At one point, Bill, you said Microsoft is focusing on consumer services now, but that there's actually more opportunity for business-oriented services. What shape might some of those services take? I mean, FrontBridge might be one example.
Gates: Well, for most companies, if you think of their IT budget, a lot of the money goes (to) personnel costs today, where you're managing systems server by server. A lot of the automation of making operations simpler can be done for on-premise or off-premise. And the main reason hosted will make sense is where you just want to get something up and running very quickly. If you don't think you can get the IT expertise within your business, then the off-premise (version) may be attractive. The things that people still have to feel very good about is that they still have control over how quickly things get done on their behalf, how their information is maintained. If there's not enough resources there that they get to choose what can and can't run, they still have that administrative control that they can do integration.

Everything Microsoft does, over time, will be available either running as a server or you can run it on-premise or it can be hosted.

The industry is going through that evolution. E-mail and Web sites have been the easiest things to say, OK, I understand my administrative boundaries and my integration boundaries for e-mail and Web sites. Of the stuff that's hosted today, those would be over 90 percent of it. Instead of buying a copy of SQL Server, I just want to open up and do a set of databases in the cloud.

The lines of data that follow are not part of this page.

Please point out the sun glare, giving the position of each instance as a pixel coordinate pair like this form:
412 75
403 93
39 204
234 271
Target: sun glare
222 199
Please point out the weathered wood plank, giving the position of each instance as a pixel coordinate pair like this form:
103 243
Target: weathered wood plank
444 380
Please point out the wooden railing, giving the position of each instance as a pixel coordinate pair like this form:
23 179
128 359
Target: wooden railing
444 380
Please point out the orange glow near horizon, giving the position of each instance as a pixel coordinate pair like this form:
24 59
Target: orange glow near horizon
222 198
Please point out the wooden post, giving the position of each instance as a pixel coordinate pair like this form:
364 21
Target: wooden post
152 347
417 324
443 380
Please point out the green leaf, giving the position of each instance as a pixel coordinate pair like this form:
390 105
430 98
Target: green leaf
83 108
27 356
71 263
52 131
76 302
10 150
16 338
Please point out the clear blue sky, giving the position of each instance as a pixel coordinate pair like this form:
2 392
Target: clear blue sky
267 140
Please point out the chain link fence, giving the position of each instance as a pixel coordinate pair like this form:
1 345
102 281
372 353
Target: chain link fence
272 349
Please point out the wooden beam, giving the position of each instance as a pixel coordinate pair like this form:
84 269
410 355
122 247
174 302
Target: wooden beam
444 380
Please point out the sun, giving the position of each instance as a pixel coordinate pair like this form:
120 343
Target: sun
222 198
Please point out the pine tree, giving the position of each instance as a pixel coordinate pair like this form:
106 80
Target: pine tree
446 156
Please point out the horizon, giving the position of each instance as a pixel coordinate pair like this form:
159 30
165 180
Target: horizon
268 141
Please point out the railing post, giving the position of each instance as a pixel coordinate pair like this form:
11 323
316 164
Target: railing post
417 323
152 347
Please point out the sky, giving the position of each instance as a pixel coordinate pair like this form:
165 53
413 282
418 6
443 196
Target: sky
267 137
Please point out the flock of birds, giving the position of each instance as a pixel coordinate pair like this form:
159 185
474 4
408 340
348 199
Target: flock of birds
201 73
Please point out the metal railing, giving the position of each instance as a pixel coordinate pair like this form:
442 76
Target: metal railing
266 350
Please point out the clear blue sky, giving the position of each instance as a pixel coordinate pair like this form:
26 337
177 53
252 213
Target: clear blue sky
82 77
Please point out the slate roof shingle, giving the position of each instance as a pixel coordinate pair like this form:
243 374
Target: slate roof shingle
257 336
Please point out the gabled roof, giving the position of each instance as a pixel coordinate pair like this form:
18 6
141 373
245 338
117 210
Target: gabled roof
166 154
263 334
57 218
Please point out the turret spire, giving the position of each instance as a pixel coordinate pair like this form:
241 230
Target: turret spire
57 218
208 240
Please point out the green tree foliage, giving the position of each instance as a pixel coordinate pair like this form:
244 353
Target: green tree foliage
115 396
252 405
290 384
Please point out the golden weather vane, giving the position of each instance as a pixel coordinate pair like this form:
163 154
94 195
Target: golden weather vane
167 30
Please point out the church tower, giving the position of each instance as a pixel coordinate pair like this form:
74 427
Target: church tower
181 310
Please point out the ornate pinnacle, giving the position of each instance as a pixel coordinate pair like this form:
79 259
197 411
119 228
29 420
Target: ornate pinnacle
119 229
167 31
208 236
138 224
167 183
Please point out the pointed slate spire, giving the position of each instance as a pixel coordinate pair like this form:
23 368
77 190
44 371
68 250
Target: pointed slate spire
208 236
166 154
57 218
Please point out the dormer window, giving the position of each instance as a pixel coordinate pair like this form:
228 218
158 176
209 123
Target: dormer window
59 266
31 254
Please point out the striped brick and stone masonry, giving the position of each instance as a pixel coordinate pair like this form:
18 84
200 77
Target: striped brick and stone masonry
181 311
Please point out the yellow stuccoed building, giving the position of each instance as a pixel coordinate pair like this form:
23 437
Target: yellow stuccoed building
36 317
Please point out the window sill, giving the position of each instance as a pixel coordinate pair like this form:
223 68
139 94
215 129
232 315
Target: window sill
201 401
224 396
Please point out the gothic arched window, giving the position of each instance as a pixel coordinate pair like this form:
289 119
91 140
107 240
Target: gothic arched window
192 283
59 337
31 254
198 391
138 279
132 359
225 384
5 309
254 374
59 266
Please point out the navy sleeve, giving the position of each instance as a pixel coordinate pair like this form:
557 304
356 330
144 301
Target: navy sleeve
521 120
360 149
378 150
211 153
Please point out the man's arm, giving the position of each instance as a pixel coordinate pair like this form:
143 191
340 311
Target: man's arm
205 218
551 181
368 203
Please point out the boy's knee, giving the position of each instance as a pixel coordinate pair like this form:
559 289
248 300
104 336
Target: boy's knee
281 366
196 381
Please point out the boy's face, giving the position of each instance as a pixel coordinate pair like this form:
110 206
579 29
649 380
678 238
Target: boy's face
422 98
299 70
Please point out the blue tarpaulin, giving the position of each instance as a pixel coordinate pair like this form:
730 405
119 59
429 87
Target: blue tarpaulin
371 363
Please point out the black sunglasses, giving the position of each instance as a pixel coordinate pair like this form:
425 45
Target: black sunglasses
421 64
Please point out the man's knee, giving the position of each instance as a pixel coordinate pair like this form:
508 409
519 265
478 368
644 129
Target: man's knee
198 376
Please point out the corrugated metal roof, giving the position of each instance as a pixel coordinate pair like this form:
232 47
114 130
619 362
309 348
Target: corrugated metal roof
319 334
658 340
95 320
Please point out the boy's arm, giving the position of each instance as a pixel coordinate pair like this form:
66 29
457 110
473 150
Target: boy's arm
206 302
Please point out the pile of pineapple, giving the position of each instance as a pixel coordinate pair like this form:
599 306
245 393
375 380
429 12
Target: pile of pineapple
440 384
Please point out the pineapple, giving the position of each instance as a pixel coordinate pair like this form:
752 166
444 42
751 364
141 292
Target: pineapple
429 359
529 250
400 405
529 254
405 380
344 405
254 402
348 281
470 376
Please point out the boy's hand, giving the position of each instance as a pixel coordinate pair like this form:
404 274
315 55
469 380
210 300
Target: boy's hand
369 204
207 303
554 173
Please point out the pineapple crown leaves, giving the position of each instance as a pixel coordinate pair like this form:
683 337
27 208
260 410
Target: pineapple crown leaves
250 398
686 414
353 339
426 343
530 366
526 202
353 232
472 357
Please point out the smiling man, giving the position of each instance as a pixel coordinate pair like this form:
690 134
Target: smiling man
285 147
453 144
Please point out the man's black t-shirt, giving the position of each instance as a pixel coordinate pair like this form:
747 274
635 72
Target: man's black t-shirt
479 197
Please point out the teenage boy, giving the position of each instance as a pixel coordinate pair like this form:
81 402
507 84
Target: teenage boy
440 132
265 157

We'll get to that point where that's a very typical thing, particularly if you just want to try something out, you know, get it up and running quickly and then you might shift back later. The ideal for the industry is going to be if we have one architecture that (allows) you to shift things back and forth between on-premise and off-premise very easily, because it doesn't take much in terms of these various factors to make you want to switch in one direction or the other.

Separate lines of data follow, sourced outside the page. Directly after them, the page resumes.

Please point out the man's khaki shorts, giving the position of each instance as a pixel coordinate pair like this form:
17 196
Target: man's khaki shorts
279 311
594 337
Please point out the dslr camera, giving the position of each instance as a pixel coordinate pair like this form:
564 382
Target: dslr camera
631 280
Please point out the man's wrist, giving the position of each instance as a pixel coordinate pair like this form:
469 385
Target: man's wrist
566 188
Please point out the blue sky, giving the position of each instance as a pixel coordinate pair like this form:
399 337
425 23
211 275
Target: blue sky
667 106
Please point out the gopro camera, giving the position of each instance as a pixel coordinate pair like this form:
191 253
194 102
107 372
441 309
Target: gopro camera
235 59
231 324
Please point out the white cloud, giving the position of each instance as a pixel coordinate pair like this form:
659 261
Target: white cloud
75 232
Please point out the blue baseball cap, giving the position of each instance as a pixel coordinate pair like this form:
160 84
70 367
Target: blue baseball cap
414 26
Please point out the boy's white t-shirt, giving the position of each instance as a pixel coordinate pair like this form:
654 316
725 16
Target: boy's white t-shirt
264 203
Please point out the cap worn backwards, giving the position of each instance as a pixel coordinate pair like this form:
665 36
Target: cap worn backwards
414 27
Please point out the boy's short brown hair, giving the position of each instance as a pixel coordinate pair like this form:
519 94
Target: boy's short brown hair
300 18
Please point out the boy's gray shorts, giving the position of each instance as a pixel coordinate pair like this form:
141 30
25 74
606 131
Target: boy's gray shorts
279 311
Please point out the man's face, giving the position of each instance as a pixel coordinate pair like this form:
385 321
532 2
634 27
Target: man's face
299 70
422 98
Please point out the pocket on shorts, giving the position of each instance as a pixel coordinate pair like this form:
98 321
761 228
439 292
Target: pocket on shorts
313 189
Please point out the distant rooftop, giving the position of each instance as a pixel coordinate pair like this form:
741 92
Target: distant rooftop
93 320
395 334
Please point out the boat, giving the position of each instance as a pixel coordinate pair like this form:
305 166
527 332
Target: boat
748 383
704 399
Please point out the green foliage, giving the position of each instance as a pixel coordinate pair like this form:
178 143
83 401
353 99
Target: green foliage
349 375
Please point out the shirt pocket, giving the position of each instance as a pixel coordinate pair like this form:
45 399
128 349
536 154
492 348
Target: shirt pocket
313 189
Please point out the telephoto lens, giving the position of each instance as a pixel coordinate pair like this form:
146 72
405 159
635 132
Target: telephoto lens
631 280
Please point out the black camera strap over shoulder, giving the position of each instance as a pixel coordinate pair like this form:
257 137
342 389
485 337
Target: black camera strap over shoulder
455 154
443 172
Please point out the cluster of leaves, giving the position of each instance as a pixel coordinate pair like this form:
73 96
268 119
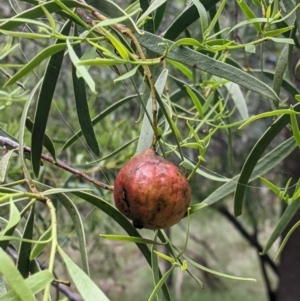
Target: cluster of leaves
101 34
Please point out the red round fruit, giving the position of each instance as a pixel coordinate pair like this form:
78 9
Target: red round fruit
151 191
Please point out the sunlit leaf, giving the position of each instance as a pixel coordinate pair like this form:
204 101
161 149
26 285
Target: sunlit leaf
84 284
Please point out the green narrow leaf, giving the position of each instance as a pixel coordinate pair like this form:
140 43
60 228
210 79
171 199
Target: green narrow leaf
295 129
160 12
202 15
14 278
82 71
201 267
82 106
128 74
140 240
111 211
44 103
153 6
186 71
161 282
215 19
23 262
254 156
14 218
38 248
85 286
4 161
36 61
203 62
249 14
154 264
281 65
287 237
112 10
47 140
79 228
35 282
195 100
146 135
186 18
264 165
238 98
285 218
98 118
3 290
270 185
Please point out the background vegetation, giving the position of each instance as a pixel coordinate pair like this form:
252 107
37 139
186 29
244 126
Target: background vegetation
77 95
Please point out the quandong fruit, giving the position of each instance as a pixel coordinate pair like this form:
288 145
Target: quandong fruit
151 191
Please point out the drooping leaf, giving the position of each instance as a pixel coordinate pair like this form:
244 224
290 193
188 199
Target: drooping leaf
44 103
23 262
124 223
98 118
201 267
264 165
146 135
4 161
238 98
255 155
14 278
186 18
200 61
84 284
48 144
82 108
285 218
124 238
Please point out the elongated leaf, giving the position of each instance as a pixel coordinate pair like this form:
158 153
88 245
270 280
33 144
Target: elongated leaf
44 103
280 69
264 165
124 223
186 18
146 135
98 118
154 5
201 267
37 12
14 278
79 228
285 218
36 61
82 108
38 248
140 240
14 217
85 286
3 290
47 140
200 61
23 262
160 283
238 98
254 156
35 282
4 161
112 10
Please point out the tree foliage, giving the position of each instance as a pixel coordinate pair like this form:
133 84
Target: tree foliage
190 93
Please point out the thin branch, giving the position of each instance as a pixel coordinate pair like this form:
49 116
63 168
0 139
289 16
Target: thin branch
147 72
10 144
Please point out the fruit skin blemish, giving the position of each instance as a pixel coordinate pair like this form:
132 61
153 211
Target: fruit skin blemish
151 191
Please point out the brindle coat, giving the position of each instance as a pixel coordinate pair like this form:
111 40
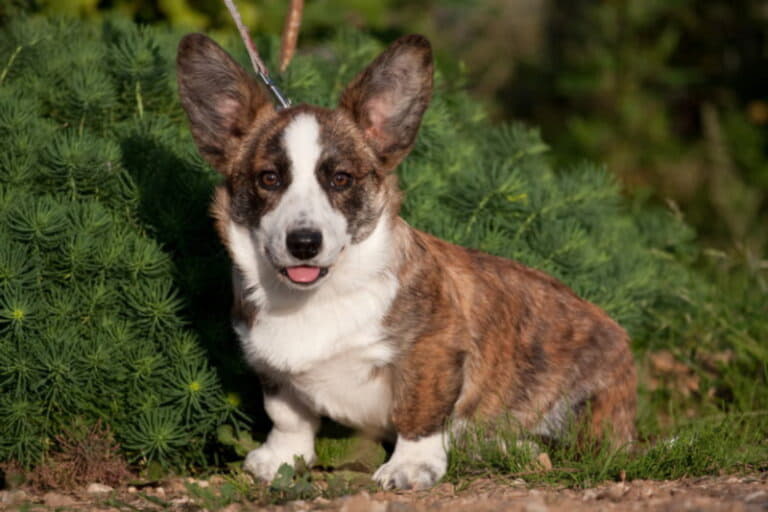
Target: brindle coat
473 335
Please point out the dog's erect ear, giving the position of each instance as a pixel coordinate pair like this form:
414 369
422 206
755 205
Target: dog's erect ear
388 99
220 98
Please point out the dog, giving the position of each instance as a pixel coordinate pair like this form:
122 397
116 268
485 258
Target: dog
346 311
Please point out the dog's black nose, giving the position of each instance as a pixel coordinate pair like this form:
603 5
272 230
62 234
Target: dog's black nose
304 243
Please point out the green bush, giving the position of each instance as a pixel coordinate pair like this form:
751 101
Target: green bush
89 314
103 217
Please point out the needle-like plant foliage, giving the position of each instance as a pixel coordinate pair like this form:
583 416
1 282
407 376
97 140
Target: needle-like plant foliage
114 290
90 323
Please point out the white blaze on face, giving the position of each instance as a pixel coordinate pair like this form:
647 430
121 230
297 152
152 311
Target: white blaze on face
304 203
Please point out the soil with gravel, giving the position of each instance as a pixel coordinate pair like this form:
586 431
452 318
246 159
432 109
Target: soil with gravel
723 493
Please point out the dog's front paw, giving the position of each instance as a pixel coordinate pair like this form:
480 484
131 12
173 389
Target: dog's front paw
409 474
264 462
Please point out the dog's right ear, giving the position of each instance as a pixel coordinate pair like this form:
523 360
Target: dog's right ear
220 98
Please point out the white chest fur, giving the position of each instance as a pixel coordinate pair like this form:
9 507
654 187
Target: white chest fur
330 343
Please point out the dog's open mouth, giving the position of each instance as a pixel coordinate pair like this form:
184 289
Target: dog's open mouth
304 275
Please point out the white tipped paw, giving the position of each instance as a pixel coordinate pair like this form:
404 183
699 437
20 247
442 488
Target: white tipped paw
409 475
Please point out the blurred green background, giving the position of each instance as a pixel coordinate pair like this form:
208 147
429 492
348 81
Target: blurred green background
672 95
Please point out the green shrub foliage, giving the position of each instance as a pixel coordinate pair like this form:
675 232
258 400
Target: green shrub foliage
103 217
89 313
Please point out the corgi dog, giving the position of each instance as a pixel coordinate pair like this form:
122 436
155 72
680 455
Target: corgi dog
345 311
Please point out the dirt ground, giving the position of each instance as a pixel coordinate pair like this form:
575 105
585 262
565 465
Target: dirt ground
725 493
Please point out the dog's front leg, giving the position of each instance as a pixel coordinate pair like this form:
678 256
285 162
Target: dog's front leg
426 389
292 434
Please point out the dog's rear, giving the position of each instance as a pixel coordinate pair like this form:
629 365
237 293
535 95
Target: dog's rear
510 339
348 312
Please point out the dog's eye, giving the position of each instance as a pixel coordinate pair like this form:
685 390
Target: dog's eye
341 180
269 180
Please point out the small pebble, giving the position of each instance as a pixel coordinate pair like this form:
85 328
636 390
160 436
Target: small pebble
756 496
57 500
97 488
544 461
535 506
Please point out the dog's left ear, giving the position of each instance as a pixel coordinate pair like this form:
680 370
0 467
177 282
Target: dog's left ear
388 99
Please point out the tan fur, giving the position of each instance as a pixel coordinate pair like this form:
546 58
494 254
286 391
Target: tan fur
473 335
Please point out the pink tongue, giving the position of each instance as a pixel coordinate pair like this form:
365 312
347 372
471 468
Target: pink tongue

Are services like Windows Live and Office Live going to become more oriented towards midsize and larger businesses, or are those same types of approaches not as germane to larger organizations?
Gates: I do think there will be a tendency to have more on-premise with larger businesses than there are with smaller businesses. And consumers are sort of the extreme, but even there you'll still have servers in the house that are holding videos and music. Now, the administrative model of, if there's an error that comes up on that server, is it somebody in that house who has to look at that error message, or is there somebody they've got a relationship with who can look at it and diagnose it for them? That's kind of like hosted, when you're able to remote all the management of the thing. And in the history of software, people have been doing forms for that remote management stuff, you know, going back to before Microsoft even existed. Now, as we're making the software hostable, we're also saying even when you run it on-premise, if you give me permission and we have the right relationship, I can be examining the health of the thing and helping deal with certain types of issues that come up, even though it's your hardware, it's on-premise.

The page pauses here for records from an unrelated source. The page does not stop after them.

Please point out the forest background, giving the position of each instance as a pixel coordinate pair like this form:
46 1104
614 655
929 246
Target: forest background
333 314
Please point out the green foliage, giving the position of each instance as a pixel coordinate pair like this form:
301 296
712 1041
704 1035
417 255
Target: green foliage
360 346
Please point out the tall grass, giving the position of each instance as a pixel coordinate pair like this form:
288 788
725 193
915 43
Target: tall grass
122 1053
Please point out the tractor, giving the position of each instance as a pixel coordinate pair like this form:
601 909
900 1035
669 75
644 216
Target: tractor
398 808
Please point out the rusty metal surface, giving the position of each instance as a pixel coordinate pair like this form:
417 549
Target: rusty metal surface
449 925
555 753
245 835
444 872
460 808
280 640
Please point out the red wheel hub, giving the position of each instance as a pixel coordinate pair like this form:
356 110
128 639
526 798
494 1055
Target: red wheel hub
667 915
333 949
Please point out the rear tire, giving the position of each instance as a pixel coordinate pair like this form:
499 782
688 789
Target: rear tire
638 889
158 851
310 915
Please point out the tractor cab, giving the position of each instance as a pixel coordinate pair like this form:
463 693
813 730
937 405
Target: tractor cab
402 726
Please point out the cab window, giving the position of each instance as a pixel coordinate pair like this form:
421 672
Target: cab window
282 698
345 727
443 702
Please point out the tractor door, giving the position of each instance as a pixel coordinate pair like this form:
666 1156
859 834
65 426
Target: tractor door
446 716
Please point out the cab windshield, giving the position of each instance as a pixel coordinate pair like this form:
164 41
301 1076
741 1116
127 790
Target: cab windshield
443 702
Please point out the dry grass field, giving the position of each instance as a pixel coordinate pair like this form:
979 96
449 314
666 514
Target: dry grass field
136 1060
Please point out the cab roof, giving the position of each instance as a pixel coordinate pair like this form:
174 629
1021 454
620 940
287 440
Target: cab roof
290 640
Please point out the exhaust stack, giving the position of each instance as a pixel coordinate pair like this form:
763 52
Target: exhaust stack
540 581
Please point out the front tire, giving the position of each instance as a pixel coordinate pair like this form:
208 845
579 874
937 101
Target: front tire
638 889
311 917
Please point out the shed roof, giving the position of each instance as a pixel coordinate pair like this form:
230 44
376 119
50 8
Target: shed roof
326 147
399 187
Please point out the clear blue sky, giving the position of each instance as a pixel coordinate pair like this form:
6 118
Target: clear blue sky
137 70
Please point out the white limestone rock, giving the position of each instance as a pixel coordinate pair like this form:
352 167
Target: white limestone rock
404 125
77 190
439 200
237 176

Some of that remote management technology is in Vista, right?
Gates: Remote assistance is (in) Windows XP, but it didn't work well through firewalls, and so now we've improved that and we think that will be a lot more mainstream than it is today. Most tech support calls today are still voice, you know, picking up the phone and describing what's on a screen to somebody at the end of the phone line. It should be that you're sharing that screen or you just describe the problem and that remote person takes over. So we're seeing that evolution of better software capability for letting the remote expertise be applied, no matter where the code is running.